Ces arrangements eurent des effets sur la situation financière générale de Lloyd et d'Italia, dont les bases d'actif enregistrèrent une augmentation. S'agissant d'un arrangement au sein du groupe Finmare, les autorités italiennes considérèrent qu'il ne s'agissait pas d'une aide d'État au sens des articles 92 et 93 du traité.

Toutefois, les sommes dont ont bénéficié Lloyd et Italia à la suite de la restructuration représentent de toute évidence un avantage financier susceptible de constituer une aide d'État. C'est pourquoi la Commission a pris en considération ces sommes dans l'évaluation de l'aide financière accordée à ces entreprises.

ENGAGEMENT DE LA PROCÉDURE LE 27 JUILLET 1994

Par décision du 27 juillet 1994, la Commission décida d'entamer la procédure prévue à l'article 92, paragraphe 3, du traité, l'apport de capital proposé ne pouvant, à ce stade, être justifié comme présentant un intérêt commun pour la Communauté.

Un État membre et deux parties intéressées ont présenté des observations sur l'apport en capital proposé pour Lloyd et Italia dans le cadre de la procédure prévue à l'article 93, paragraphe 2.

i) Le Gouvernement du Royaume-Uni

Le Gouvernement du Royaume-Uni a accueilli avec satisfaction la décision d'ouvrir la procédure. Il considère, en effet, de manière générale, qu'aucune aide d'État ne devrait être accordée lorsqu'elle risque d'entraîner, entre armateurs communautaires, des distorsions de la concurrence susceptibles de nuire aux intérêts des opérateurs économiques et des consommateurs.
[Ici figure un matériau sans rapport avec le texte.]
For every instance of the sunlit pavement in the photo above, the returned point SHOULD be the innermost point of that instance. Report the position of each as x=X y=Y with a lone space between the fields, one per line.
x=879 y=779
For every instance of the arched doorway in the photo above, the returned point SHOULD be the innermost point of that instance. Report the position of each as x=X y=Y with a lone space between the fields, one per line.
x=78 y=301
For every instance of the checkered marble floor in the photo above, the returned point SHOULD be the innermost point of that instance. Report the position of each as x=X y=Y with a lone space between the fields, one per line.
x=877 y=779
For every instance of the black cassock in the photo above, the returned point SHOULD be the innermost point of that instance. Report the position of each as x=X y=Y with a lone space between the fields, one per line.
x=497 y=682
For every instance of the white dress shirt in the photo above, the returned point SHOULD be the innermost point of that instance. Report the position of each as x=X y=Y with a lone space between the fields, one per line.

Le Gouvernement du Royaume-Uni a fait remarquer, en particulier, qu'il y avait un grand nombre d'entreprises communautaires assurant des services de ligne et que l'octroi d'une aide financière aux deux entreprises italiennes risquait de compromettre le développement commercial d'entreprises plus efficaces (1).

Le Gouvernement du Royaume-Uni considérait en outre que la Commission ne pouvait approuver une aide financière destinée à une restructuration, alors qu'elle ne disposait d'aucun détail sur le processus de restructuration et d'aucune preuve de progrès réalisés vers le rétablissement de la viabilité, que l'objectif de la privatisation n'était pas clair et qu'il y avait de nombreux doutes quant aux effets de cette privatisation, qui pouvait donner lieu à des coûts estimait qu'on ne pouvait invoquer le principe d'un investissement rationnel aux conditions du marché puisque les conséquences de différentes stratégies n'avaient pas été quantifiées.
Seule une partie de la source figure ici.